Substituir a salada de palmito juçara pela tigela de polpa dos frutos é ir muito além de uma simples opção alimentar saudável. É apostar numa alternativa capaz de fazer frente à superexploração ilegal da palmeira juçara nativa, na Mata Atlântica. Cada palmito retirado é uma palmeira eliminada, pois a planta não sobrevive depois de cortada a ponta. Já a coleta de frutos pode ser feita ano após ano, deixando sempre um pouco para consumo da fauna silvestre. E o consumidor urbano nem precisa sair pelo mato procurando algum pé que tenha escapado aos palmiteiros até ter idade para frutificar: já existe quem comercialize a polpa congelada ou mesmo o potinho pronto para consumo, sobretudo nos estados de Santa Catarina (com o nome de açaí-do-sul) e Rio de Janeiro (Juçaí).
A palmeira juçara (Euterpe edulis) sempre foi muito abundante na Mata Atlântica, amplamente semeada por um grande número de espécies de aves e mamíferos que se alimentam de seus frutos. Mas o corte excessivo tornou a palmeira ameaçada. Na floresta, as mudinhas podem levar de 10 a 12 anos para chegar à maturidade, quando então atingem entre 6 e 10 metros de altura, em média. Diferente de outras espécies de palmeiras das quais se retira o palmito, a juçara não cresce em touceiras, mas tem um caule (estipe) único, delgado e ereto. Isso também dificulta a recuperação natural de sua população.

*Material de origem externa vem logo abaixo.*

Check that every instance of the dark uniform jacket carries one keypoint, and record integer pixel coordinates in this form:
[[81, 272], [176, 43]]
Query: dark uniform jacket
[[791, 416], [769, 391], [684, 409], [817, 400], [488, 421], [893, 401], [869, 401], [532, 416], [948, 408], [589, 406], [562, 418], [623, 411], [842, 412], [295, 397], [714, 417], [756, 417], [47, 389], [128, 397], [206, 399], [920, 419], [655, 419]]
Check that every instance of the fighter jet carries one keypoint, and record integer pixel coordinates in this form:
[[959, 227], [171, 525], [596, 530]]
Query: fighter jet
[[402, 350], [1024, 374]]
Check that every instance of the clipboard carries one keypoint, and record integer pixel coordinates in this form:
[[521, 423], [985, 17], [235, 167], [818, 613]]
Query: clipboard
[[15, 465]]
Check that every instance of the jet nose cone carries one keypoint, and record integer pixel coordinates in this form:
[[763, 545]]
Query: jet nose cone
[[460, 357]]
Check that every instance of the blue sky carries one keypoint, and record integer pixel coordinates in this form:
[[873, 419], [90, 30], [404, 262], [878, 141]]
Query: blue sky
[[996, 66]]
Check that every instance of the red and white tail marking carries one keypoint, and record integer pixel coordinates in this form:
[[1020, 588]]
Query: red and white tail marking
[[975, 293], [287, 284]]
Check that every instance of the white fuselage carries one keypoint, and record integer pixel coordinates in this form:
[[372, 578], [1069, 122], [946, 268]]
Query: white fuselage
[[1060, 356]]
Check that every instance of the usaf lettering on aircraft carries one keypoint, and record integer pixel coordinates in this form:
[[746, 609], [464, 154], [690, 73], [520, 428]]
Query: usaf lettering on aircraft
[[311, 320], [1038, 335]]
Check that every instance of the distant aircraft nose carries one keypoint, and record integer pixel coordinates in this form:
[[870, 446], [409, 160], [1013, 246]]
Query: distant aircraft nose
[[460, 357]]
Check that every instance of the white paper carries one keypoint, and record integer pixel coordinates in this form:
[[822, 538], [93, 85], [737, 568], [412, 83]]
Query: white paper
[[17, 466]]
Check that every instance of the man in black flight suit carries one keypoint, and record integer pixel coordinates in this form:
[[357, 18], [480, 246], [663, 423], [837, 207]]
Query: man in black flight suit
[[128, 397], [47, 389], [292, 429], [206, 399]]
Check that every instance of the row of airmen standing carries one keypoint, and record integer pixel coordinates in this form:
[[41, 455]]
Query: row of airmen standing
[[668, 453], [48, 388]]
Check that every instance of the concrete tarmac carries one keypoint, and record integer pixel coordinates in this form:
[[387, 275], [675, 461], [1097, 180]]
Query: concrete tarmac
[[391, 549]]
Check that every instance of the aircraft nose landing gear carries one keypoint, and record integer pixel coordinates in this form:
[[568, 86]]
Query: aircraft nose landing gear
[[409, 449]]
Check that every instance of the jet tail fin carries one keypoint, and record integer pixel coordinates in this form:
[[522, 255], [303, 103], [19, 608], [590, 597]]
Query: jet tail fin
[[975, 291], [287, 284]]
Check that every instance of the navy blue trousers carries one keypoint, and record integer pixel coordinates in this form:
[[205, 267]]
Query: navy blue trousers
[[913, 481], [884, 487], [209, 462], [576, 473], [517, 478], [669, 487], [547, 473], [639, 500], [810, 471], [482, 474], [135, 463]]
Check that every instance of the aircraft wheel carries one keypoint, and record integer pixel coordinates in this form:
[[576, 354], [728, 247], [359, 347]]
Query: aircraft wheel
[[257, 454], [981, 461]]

Os frutos nascem em cachos e são pequenos, de um roxo bem escuro, quase preto, carregado de antocianinas, pigmentos do grupo dos flavonoides cuja função é proteger as plantas contra os raios ultravioleta do sol. A ingestão de sucos, vinhos ou outros preparados à base de frutas com muitas antocianinas ajuda a combater os radicais livres (associados ao envelhecimento) e protege contra doenças cardiovasculares e alguns tipos de câncer.
De acordo com uma comparação publicada pelos pesquisadores Luciana Marques Cardoso e João Paulo Viana Leite, da Universidade Federal de Viçosa, a concentração de antocianinas nas polpas de juçara e açaí (Euterpe oleracea) são equivalentes. Enquanto o juçara apresenta cerca de 290 mg de antocianinas a cada 100 gramas de frutos frescos, a concentração no açaí varia entre 262 mg a 303 mg/100 g. A polpa de juçara ainda tem boas doses de ferro, potássio e zinco.
Para Valéria Ferreira Macedo Costa, mestre em Ciências Ambientais e professora em Caraguatatuba, a adoção da polpa de juçara na merenda escolar agradaria às crianças, seria uma opção saudável e ajudaria a garantir a salvação da espécie. Valéria fez testes de aceitação com crianças de 7 a 11 anos, em uma escola rural municipal, e também promoveu uma degustação entre funcionários da Secretaria Municipal de Educação, com ampla aprovação.
“Na região já existe a produção de polpa congelada de juçara em saquinhos, embora não exista uma regularidade no fornecimento. A polpa é comercializada sem mistura com guaraná como se faz com o açaí. Oferecemos a tigela com juçara puro, com banana e com laranja. Os dois últimos foram mais bem aceitos pelas crianças, que ficaram todas com as boquinhas roxas, de comer o juçara”, conta. Além de oferecer a polpa na merenda, a pesquisadora organizou atividades de plantio da palmeira na escola.
A retirada da polpa não inviabiliza as sementes, que podem dar origem a novas palmeiras, em projetos de restauração ou enriquecimento da própria floresta ou mesmo no paisagismo urbano. As sementes também podem ser usadas em artesanatos e biojoias, pelos próprios extrativistas ou artesãos locais. E dos frutos ainda podem ser obtidos corantes, óleos e açúcares cujas propriedades estão em estudo.
“Visitei alguns produtores de polpa no meio do mato. A coleta é feita de palmeiras silvestres e a polpa é pura mesmo, sem qualquer mistura”, confirma Valéria. “A utilização das frutas para a produção de polpa evita que milhares de palmeiras juçara sejam cortados para obtenção do palmito. Além disso, ao agregar valor a um produto até recentemente negligenciado, espera-se contribuir para que mais palmeiras sejam plantadas”.
Como as crianças beneficiadas com um reforço de qualidade na merenda escolar, as maritacas, os tucanos, os araçaris, os sabiás, os jacus e os periquitos agradeceriam. De barriga cheia!
E então, vai uma tigela de juçara de lanche?